1. Introduction

Fibromyalgia (FM) is a chronic disorder marked by widespread muscle pain lasting three months or longer, as well as other symptoms such insomnia, depression, weariness, and exhaustion; pain is reported as the main symptom of FM [1,2]. According to epidemiologic research, the prevalence of FM in the US population is approximately 2–5 percent, while the prevalence of FM in the Brazilian population is around 2 percent [3]. It is worth noting that FM disproportionately affects women (61–90%) [4].

Despite the fact that the pathophysiology of FM is unknown, mounting evidence points to mitochondrial dysfunction as one of the likely causes [5,6], with oxidative stress appearing to be one of the triggering mechanisms of mitochondrial dysfunction [7,8,9]. Mitochondrial abnormalities in subjects with FM are identified as a contributing factor to fatigue and pain [10]. Furthermore, there is a relationship between oxidative stress, pain initiation and FM pathogenesis [11,12,13].

The greater intensity of pain often makes it difficult to perform activities of daily living (ADL), promoting social isolation, worsening the perception of stress and generating a negative impact on the quality of life of these patients [14,15]. Recognizing that social isolation can have negative consequences for one’s overall health, including a deterioration of the physical and mental health, a recent study examined the impact of confining patients with FM and observed that this isolation has a direct and negative impact on the process of central sensitization, aggravating the symptoms of the syndrome [16].

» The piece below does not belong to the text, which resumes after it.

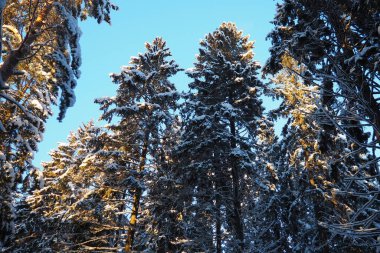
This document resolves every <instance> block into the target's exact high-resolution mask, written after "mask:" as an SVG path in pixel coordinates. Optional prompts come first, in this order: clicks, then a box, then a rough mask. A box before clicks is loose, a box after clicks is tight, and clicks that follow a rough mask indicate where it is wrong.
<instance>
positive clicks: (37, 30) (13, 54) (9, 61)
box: [0, 0, 54, 90]
mask: <svg viewBox="0 0 380 253" xmlns="http://www.w3.org/2000/svg"><path fill="white" fill-rule="evenodd" d="M53 2H54V1H52V0H48V1H46V3H45V5H44V7H43V9H42V11H41V12H40V14H39V15H38V16H37V17H36V19H35V21H34V23H33V24H32V26H31V27H30V29H29V31H28V33H27V34H26V35H25V38H24V39H23V41H22V42H21V44H20V46H19V47H18V48H17V49H16V50H14V51H12V52H10V54H9V56H8V57H7V59H6V60H5V61H4V63H3V65H2V66H1V67H0V90H4V89H7V86H6V85H5V82H6V81H7V80H8V79H9V78H10V77H11V76H12V75H13V73H14V71H15V69H16V67H17V65H18V64H19V63H20V61H21V60H23V59H24V58H25V57H27V56H28V54H29V53H30V47H31V45H32V44H33V43H34V42H35V41H36V39H37V38H38V36H39V35H40V34H41V31H40V30H41V28H42V26H43V24H44V21H45V20H46V17H47V16H48V15H49V14H50V11H51V10H52V8H53ZM0 4H1V0H0Z"/></svg>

Fibromyalgia symptoms (e.g., pain, stiffness and fatigue) are related to skeletal muscle dysfunction, and investigating muscle changes can shed light on possible explanations for mitochondrial damage. In this context, body composition components such as fat mass, lean mass and other body composition parameters become important points to be evaluated in FM [17]. Furthermore, research suggests that muscle mass loss is ordinary in FM patients and can promote changes in pain, sleep, muscle performance and quality of life [18,19,20].

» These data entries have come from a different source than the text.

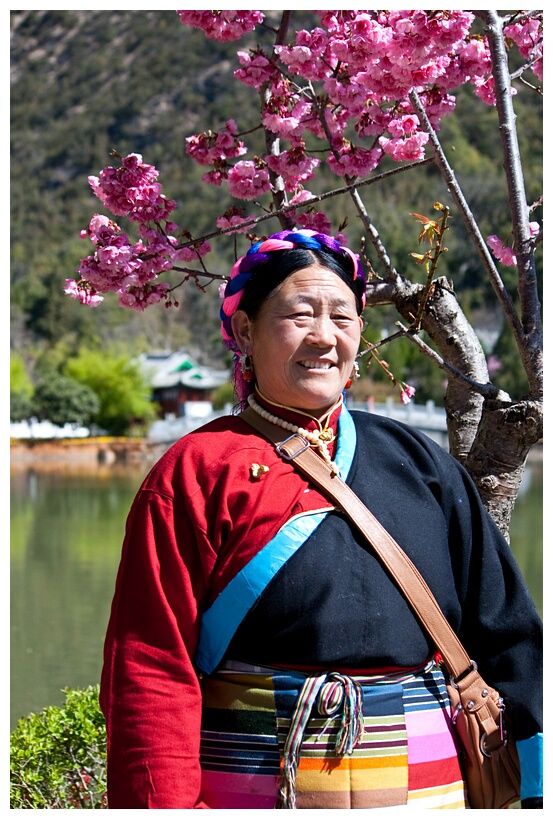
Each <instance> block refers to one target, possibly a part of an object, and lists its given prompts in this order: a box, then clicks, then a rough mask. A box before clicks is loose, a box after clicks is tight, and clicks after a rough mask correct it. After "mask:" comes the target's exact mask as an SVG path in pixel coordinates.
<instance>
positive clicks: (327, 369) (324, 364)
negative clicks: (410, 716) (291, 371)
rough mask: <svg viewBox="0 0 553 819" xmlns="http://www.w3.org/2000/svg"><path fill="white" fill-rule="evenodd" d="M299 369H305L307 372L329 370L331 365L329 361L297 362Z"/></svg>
mask: <svg viewBox="0 0 553 819" xmlns="http://www.w3.org/2000/svg"><path fill="white" fill-rule="evenodd" d="M298 363H299V364H300V366H301V367H305V368H306V369H307V370H330V368H331V367H332V366H333V364H331V363H330V361H309V360H306V361H299V362H298Z"/></svg>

Of note, FM is often followed by a variety of clinical symptoms such as depression, unrefreshing sleep, irritable bowel syndrome, fatigue and decreased muscle strength [21,22]. Because fibromyalgia can reduce the quality of life of its patients, and that in general patients with FM have difficulty carrying out daily activities [23,24,25], it is relevant to include multiple clinical outcomes in addition to possible markers of oxidative stress, looking for clues of possible outcomes associated with hyperalgesia and dynapenia in FM patients. Therefore, our aim was to investigate the possible association between quality of life (which includes characteristics related to the disease’s impact), muscle performance and oxidative stress markers with skeletal muscle pain and lean body mass in FM patients.

2. Materials and Methods

2.1. Study Population

The patients were recruited from a waiting list at the Universidade Federal dos Vales do Jequitinhonha e Mucuri’s clinical school of physiotherapy and from advertisements in the Basic Health Units and in the community of Diamantina City, Brazil. All subjects were informed about the study procedures by providing their written consent to participate in this study. The inclusion criteria were the diagnosis of FM confirmed by a rheumatologist, along with being non-smokers and non-consumers of alcohol. The existence of any inflammatory disorders, individuals in psychiatric follow-up and patients receiving oral or topical immune-suppressive drugs were all considered exclusion criteria (corticosteroids). See Supplementary file S1.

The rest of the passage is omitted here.